He was very small.
Not so small that he could fit between the shoulder blades of any creature, but small enough.
He saw her walking down the street, a carrot limply stationed in her mouth. She walked so as to look purposeful (this was unintentional), but yet she appeared to be lost in thought. The carrot stood as a symbol of the impenetrability of the matter she pondered, so enigmatically poised between her somewhat slack lips. They held the carrot just so tightly that it wold not fall. He thought he loved her, in a voyeuristic way. Sometimes he lived above her medicine cabinet, unnoticed, of course.
The way he moves his hand in gesture makes me feel warm.
His voice, pregnant with savoury missives, caresses my outer ear.
I most love the way that he doesn't love me.
I shall not pursue, I shall only be a haven for he that cannot help but come willingly.
When he touched my leg yesterday, I had no being but for that section of skin. Other realms of my body trembled to remind me of their continued existance, but their proclamations sounded trivial against the roar of his stroke.
I have had better lovers, but none that move me so.
What I love most...
is his voice.
It posesses a purity that extends to all other parts of his being, making the whole nearly holy, or at the very least, permissable.
I would not say I love him. Rather, I see a potential for an enjoyable mutual existance, which could very well evolve to become love.
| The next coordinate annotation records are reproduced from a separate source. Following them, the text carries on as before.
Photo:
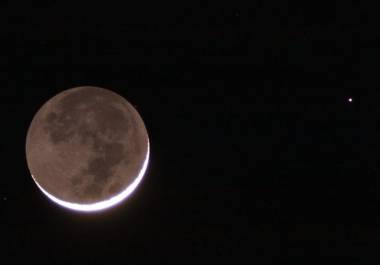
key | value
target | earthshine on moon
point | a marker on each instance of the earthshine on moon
(87, 148)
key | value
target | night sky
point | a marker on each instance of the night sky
(257, 154)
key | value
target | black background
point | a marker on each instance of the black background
(256, 153)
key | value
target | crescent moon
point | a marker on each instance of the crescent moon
(87, 149)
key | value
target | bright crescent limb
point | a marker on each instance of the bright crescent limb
(106, 203)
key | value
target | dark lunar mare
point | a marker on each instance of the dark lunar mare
(104, 123)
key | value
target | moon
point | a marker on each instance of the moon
(87, 148)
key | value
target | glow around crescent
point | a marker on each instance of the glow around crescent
(106, 203)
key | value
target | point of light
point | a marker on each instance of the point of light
(103, 204)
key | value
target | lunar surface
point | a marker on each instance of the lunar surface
(87, 148)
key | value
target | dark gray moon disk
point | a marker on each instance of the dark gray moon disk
(87, 148)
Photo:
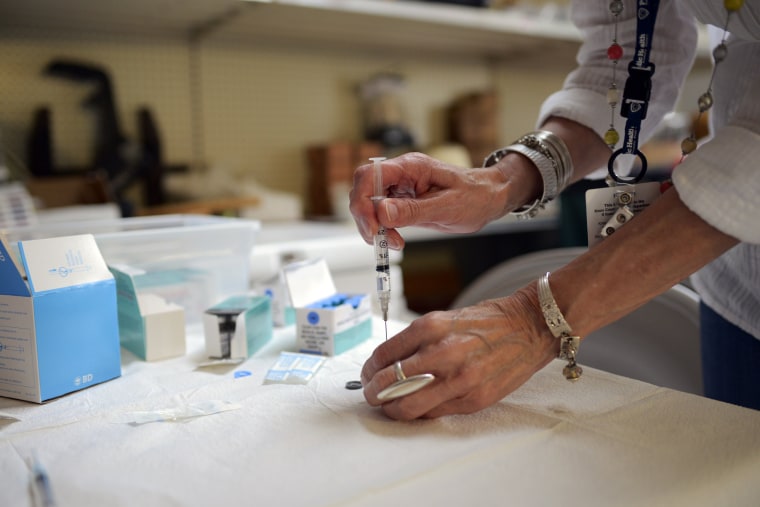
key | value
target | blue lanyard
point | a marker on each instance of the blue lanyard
(638, 88)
He does not.
He shall become the angel of my nights, a sacrament that I am rarely capable of receiving. I shall yearn for him, attended by a bittersweet melody more flavourable than the finest chocolate. I shall become as a delicate melon ball cleansed by such a luxuriant fondue.
He shall never be mine, and for this I admire him more.
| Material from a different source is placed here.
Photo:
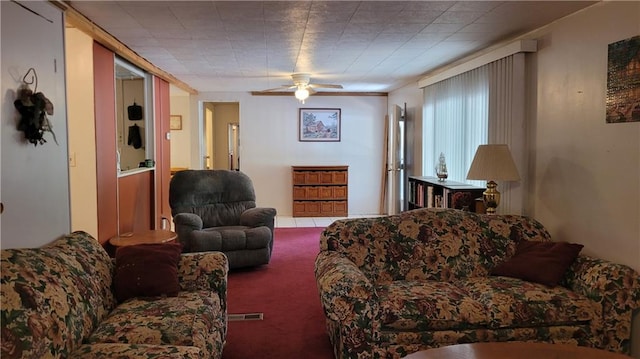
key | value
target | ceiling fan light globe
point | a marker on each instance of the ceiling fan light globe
(302, 94)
I love to watch his lanky, yet muscular limbs, at rest or in motion. The perfection expressed in his features bespeaks an impenetrable mystery that will reflect the same in the consideration of our lives spent together.
He reminds me of my capacity to love, even if I shall not exercise it. This is not unlike the unexpected spasm of a muscle one had long forgotten one still had.
At this, the carrot lost its standing and landed on the sidewalk.
"I wish I were that carrot," he thought to himself.
Home again, in bed, she dreams herself to sleep with a vision of the doctor lodged securely between her legs. Her negligible admirer sets forth from his place of little priviledge above her sink, and settles comfortably in the space between her shoulder blades. He peacefully drifts off to sleep, just wishing to be dropped.